If you installed the software in the previous step, enter the repository:

In [None]:
%cd automatic_discard_registration

## Generate synthetic images
The synthetic images can be generated using the [synthetic image generator](https://github.com/Rick-v-E/automatic_discard_registration/tree/master/synthetic_image_generator). First import the dependencies:

In [None]:
%matplotlib inline

import cv2
import matplotlib.pyplot as plt
import numpy as np

from collections import Counter
from tqdm.notebook import tqdm
from datetime import datetime
from pathlib import Path

from common.nb_utils import show_image
from synthetic_image_generator.annotation_generator import AnnotationGenerator
from synthetic_image_generator.image_generator import ImageGenerator

The image generator uses (manually) segmented images from the training data set and are saved the [images.zip](https://github.com/Rick-v-E/automatic_discard_registration/blob/master/synthetic_image_generator/images.zip) file. The fish species in the image are drawed from a normal distribution. The probability of drawing a specific specie is based on the frequence of the specie in the dataset.
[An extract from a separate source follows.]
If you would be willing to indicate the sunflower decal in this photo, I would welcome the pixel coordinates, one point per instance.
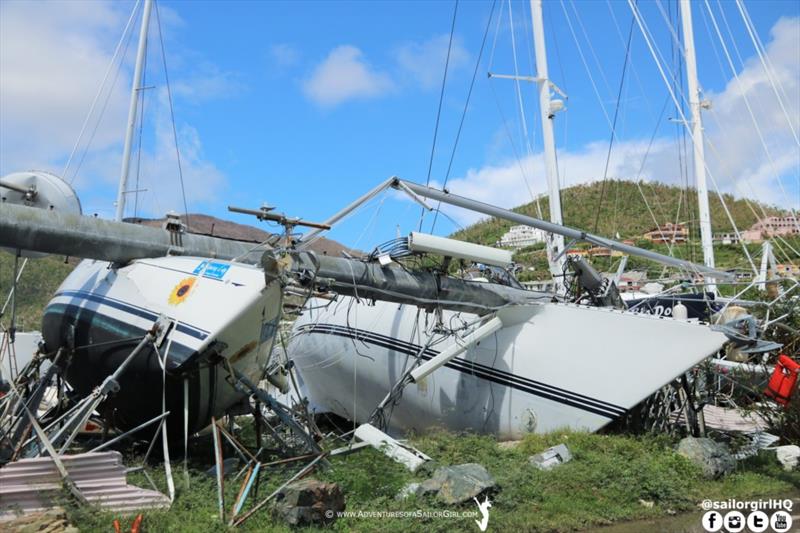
(181, 291)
The probability of drawing a less frequent fish specie is higher than the probability of drawing a high frequent fish specie:

In [None]:
fish_probabilities = {
  "common_sole": 0.05,
  "dab": 0.15,
  "gurnard": 0.15,
  "lemon_sole": 0.10,
  "lesser_spotted_dogfish": 0.10,
  "plaice": 0.05,
  "pouting": 0.15,
  "ray": 0.05,
  "turbot": 0.15,
  "whiting": 0.05,
}

# Make sure that the sum adds up to 1.0
assert sum(fish_probabilities.values()) == 1.0

The number of fishes on each image is drawn from a normal distribution with a mean and standard deviation:

In [None]:
n_fish_mean = 6
n_fish_std = 2

Define the number of images to generate:

In [None]:
n_images = 50

Create the output folders:

In [None]:
data_folder = Path("data")

color_folder = data_folder / "synthetic/color"
depth_folder = data_folder / "synthetic/data"
annotation_folder = data_folder / "synthetic/annotation"

color_folder.mkdir(exist_ok=True, parents=True)
depth_folder.mkdir(exist_ok=True, parents=True)
annotation_folder.mkdir(exist_ok=True, parents=True)
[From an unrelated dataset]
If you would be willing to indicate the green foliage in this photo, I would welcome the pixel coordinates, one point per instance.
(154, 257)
Create the synthetic images:

In [None]:
# Create generators
annotation_generator = AnnotationGenerator()
image_generator = ImageGenerator(annotation_generator=annotation_generator)
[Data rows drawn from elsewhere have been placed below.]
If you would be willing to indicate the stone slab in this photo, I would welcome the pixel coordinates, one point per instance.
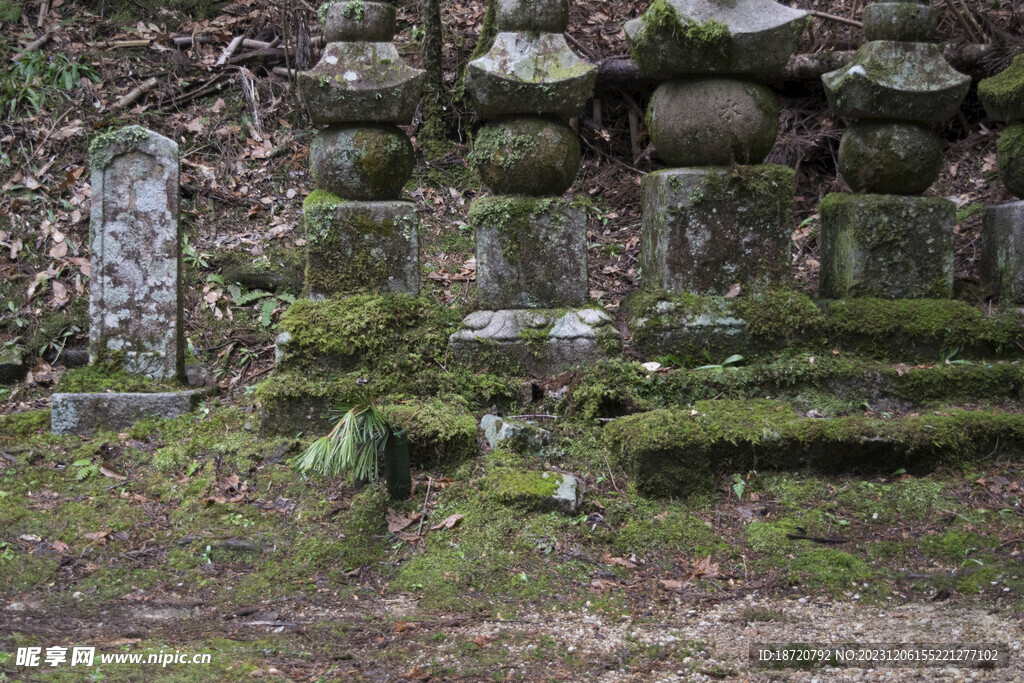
(530, 253)
(360, 82)
(527, 73)
(1001, 263)
(135, 290)
(887, 246)
(707, 229)
(360, 247)
(535, 342)
(86, 413)
(897, 82)
(739, 38)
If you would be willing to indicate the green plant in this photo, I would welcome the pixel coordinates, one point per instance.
(352, 445)
(36, 77)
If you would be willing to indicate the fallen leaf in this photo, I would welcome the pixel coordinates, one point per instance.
(450, 522)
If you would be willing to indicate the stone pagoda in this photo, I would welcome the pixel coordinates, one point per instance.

# Get the number of fishes in each image from a distribution
number_distribution = np.random.normal(n_fish_mean, n_fish_std, size=n_images)

for n_fish in tqdm(number_distribution, desc="Generating images"):
    # Choose the fishes randomly
    choice = np.random.choice(
        list(fish_probabilities.keys()),
        size=round(n_fish),
        replace=True,
        p=list(fish_probabilities.values()),
    )
    counts = Counter(choice)

    # Create image
    image_name = datetime.now().strftime("%Y%m%d_%H%M%S_%f")[:-3]
    color_image_path = color_folder / (image_name + "_RGB.png")
    depth_image_path = depth_folder / (image_name + "_depth.png")
    color_image, depth_image = image_generator.generate_image(counts)

    # Write image file
    cv2.imwrite(str(color_image_path), color_image)
    cv2.imwrite(str(depth_image_path), depth_image)

    # Write annotation file
    annotation_json_path = annotation_folder / (image_name + "_RGB.json")
    annotation_generator.write_annotation_file(annotation_json_path, color_image_path)

Show two random generated synthetic images:

In [None]:
s_files = list(color_folder.glob("*.png"))
f, axarr = plt.subplots(1, 2, figsize=(20,20))
show_image(cv2.imread(str(s_files[np.random.randint(0, len(s_files))])), axarr[0])
show_image(cv2.imread(str(s_files[np.random.randint(0, len(s_files))])), axarr[1])
plt.show()

To use the generated synthetic images, download the data from `data/synthetic` and paste it in one of the images folders in `data/fdf_images/images` in the next notebooks.